Superbe article récap, avec en bonus la fameuse couverture « piéta » où un dauphin remplace Mera sur l’édition française Pop. J’avais traduit les premiers tomes du héros chez Urban, et je m’étais bien éclaté, notamment sur la saga de La Fosse. Depuis quelques mois, la traductrice de comics Sarah Grassart a pris le relais sur l’adaptation VF d’Aquaman. Vous pouvez lire son interview ici : http://www.makma.com/2018/11/09/comics-aquaman-sarah-grassart/
Super cette info Edmond. Merci du commentaire et du tuyau de ce site Makma, que je ne connaissais pas. Très intéressant ces interviews de traducteurs (trices).
Au plaisir ! Franck
Un dauphin « Poppy » pour une collection « Pop », c’était plutôt bien vu, non ?
Oups, en fait j’avais mal lu, il s’agit de « Porpy », et pas Popyy, pour le dauphin préféré du roi des mers. Dommage
Marrant… je me demande si je ne m’étais pas fait la même remarque pour Poppy/Porpy (en faisant la même erreur, haha).
Merci ! En tant que traducteur, je trouve justement que c’est un métier méconnu qui mérite qu’on parle de lui. Surtout que tout le monde remarque quand il y a un problème (je suis bien placé pour le savoir), mais que rare sont les gens qui soulignent quand le travail est bien fait, haha !
Voici un exemple de problème que bon nombre de blogueurs ont remarqué : la Gouverneuse dans Walking Dead ! http://www.tourriol.com/2018/11/12/la-gouverneuse-dans-walking-dead/
Oups.
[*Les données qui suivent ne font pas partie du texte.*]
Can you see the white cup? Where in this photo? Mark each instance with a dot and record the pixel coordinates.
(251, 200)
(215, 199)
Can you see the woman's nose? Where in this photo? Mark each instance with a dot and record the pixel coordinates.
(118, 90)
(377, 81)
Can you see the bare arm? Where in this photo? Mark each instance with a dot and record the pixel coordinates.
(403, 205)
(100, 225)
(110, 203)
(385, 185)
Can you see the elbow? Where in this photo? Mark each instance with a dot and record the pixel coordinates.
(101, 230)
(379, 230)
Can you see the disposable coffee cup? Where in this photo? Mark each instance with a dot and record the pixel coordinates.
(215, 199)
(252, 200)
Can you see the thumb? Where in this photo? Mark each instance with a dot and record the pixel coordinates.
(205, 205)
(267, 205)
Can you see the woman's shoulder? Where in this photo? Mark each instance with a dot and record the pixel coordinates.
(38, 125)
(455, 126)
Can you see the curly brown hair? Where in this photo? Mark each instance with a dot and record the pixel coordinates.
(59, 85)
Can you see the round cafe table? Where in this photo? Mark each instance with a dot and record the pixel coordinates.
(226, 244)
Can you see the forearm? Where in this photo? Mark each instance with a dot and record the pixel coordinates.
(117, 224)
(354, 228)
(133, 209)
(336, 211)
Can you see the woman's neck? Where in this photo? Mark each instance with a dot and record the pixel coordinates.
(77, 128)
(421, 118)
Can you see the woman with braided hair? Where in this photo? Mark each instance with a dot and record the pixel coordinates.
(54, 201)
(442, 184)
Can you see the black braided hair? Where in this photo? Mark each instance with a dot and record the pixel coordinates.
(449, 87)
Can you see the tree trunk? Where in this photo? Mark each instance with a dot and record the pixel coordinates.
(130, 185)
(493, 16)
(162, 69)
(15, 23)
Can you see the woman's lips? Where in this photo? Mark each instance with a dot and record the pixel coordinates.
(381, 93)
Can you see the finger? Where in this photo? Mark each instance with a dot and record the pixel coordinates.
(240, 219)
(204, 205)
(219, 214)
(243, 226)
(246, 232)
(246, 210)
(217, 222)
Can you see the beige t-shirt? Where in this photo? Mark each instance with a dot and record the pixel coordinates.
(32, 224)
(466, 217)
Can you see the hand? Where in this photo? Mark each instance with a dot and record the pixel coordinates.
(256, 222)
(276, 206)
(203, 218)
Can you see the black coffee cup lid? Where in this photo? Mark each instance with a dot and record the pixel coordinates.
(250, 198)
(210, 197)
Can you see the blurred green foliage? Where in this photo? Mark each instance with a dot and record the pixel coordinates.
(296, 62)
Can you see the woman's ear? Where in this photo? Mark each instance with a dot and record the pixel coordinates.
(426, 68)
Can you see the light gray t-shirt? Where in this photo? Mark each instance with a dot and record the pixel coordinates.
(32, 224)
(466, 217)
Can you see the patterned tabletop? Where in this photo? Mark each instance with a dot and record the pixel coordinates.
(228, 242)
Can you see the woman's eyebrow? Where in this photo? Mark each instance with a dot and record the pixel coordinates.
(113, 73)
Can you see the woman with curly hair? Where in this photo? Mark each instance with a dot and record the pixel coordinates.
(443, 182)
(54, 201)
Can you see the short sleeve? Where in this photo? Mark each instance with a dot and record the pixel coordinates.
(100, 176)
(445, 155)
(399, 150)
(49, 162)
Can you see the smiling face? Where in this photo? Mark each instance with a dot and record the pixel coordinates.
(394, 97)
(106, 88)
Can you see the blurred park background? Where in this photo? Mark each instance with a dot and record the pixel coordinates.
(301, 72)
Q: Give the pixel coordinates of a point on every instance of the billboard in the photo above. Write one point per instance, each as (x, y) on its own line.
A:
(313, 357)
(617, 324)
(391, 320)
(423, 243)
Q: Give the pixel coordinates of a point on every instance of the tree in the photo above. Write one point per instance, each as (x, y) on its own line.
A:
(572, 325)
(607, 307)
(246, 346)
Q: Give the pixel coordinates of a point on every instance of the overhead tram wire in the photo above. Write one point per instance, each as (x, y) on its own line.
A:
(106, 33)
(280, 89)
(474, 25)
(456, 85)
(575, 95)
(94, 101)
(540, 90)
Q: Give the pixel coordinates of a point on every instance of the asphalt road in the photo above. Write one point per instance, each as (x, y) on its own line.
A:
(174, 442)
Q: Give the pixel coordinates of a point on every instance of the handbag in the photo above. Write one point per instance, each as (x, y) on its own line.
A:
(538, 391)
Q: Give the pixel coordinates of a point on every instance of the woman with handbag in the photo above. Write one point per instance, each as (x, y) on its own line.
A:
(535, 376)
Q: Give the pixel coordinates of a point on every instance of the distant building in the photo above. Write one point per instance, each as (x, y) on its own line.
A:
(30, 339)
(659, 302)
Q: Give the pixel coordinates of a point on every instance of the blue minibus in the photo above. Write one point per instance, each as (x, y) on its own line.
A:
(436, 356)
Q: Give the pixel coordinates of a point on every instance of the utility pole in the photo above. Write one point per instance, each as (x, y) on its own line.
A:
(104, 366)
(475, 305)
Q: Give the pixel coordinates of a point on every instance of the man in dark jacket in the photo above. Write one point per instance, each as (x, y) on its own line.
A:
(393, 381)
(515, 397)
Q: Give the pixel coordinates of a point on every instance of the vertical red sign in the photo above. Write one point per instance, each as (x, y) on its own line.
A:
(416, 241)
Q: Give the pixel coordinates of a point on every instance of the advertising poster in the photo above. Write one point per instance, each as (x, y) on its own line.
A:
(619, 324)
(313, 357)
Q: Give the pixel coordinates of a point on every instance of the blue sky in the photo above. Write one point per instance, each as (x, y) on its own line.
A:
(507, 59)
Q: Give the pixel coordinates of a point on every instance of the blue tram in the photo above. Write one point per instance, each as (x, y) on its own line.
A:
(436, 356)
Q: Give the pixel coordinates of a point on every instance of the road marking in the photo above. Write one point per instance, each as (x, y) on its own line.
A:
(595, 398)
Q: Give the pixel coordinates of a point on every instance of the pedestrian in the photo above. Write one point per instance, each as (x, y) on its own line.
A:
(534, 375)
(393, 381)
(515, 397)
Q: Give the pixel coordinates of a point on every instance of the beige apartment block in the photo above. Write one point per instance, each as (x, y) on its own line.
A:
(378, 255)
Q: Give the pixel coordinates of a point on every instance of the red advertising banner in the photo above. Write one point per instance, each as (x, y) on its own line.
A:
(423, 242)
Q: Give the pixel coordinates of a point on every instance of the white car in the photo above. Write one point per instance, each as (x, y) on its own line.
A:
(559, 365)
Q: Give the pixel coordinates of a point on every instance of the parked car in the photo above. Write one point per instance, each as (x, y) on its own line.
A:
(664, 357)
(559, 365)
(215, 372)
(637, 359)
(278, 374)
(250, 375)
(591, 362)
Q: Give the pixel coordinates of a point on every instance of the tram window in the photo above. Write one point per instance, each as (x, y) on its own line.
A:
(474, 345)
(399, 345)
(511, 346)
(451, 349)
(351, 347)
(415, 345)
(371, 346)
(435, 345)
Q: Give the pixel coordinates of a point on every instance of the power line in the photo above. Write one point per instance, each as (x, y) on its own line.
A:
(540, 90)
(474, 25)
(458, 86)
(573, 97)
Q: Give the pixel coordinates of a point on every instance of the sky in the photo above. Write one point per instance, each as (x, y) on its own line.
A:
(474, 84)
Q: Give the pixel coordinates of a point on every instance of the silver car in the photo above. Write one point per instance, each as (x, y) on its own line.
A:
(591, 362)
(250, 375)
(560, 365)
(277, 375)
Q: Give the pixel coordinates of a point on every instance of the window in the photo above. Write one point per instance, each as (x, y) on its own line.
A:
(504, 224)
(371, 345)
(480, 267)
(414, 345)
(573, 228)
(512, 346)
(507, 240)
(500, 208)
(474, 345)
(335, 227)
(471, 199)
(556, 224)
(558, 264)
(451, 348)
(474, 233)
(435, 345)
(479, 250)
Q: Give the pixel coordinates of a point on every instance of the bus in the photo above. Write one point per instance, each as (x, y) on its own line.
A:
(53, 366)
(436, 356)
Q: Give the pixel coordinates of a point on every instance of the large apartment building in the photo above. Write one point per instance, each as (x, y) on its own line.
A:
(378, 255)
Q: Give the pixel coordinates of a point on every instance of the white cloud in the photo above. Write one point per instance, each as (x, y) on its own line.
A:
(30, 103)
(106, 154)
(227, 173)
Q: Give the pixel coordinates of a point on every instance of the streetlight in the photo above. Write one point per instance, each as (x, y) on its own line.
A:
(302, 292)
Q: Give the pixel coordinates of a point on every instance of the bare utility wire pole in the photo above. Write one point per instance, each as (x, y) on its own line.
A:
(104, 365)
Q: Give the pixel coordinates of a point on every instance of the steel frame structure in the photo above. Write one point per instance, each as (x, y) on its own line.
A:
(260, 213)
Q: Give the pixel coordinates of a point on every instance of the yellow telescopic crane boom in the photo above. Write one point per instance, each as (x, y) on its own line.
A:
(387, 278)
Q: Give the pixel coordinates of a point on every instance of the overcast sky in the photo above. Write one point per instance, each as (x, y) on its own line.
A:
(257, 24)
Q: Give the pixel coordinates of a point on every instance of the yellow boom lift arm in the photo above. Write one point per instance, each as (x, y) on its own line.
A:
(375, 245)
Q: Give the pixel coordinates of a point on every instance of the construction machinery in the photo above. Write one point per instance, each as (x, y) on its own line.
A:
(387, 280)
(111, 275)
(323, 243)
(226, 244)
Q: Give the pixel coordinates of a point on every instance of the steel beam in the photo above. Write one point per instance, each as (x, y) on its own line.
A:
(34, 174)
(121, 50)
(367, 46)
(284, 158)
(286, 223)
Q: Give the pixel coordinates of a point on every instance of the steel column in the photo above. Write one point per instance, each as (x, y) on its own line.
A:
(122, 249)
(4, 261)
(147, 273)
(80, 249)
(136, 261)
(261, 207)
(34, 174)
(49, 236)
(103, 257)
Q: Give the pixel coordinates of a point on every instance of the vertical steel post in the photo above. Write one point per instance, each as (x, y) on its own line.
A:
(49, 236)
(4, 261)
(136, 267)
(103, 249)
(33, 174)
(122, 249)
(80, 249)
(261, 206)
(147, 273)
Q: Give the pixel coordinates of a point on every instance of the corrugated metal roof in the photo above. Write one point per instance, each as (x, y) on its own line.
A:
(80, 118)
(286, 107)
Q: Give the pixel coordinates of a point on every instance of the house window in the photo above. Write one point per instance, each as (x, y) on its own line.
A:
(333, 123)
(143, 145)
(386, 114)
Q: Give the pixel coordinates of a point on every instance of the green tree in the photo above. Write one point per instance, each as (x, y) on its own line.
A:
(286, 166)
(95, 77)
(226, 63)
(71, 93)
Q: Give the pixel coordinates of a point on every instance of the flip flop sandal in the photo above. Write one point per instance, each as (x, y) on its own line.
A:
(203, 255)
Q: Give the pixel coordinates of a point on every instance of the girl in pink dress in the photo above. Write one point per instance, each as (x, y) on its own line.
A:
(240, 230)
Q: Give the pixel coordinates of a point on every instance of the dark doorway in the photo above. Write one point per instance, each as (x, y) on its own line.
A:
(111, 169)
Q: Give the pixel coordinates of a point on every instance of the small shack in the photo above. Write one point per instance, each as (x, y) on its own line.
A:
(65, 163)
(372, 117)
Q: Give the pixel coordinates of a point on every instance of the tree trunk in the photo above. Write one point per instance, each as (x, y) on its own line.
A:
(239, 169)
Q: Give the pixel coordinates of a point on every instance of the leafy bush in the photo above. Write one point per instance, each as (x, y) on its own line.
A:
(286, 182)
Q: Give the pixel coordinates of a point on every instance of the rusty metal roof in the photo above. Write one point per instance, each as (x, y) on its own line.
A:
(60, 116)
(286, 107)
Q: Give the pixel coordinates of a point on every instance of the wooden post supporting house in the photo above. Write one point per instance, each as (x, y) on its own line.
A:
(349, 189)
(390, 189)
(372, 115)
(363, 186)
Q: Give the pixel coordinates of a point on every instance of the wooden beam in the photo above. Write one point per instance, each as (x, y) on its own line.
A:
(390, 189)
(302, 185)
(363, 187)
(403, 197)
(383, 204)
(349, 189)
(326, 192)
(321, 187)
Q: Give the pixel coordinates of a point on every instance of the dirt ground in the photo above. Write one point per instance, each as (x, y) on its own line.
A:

Je répondais à la réponse de Franck G sur mon premier commentaire.
Je n’y comprends rien. Vous êtes traducteur officiel de cette série depuis ses débuts, vous mettez Gouverneur…et ce qui apparaît à l’impression est Gouverneuse dans la version Delcourt? D’où vient l’erreur?
Ouais, j’ai eu du mal à y croire aussi quand un pote m’en a parlé. En gros, quelqu’un chez l’éditeur a décidé de changer « madame le gouverneur » en « madame la gouverneuse ». Un rechercher/remplacer a été effectué de façon systématique sur le terme gouverneur/gouverneuse, et il y a eu de la casse. Visiblement, il y a eu un problème de relecture (on ne me propose que rarement de valider les modifs qui sont réalisées sur ma traduction, ce que je regrette). Ce problème sera réparé lors d’une future réédition (mais la nana s’appellera toujours « la Gouverneuse »).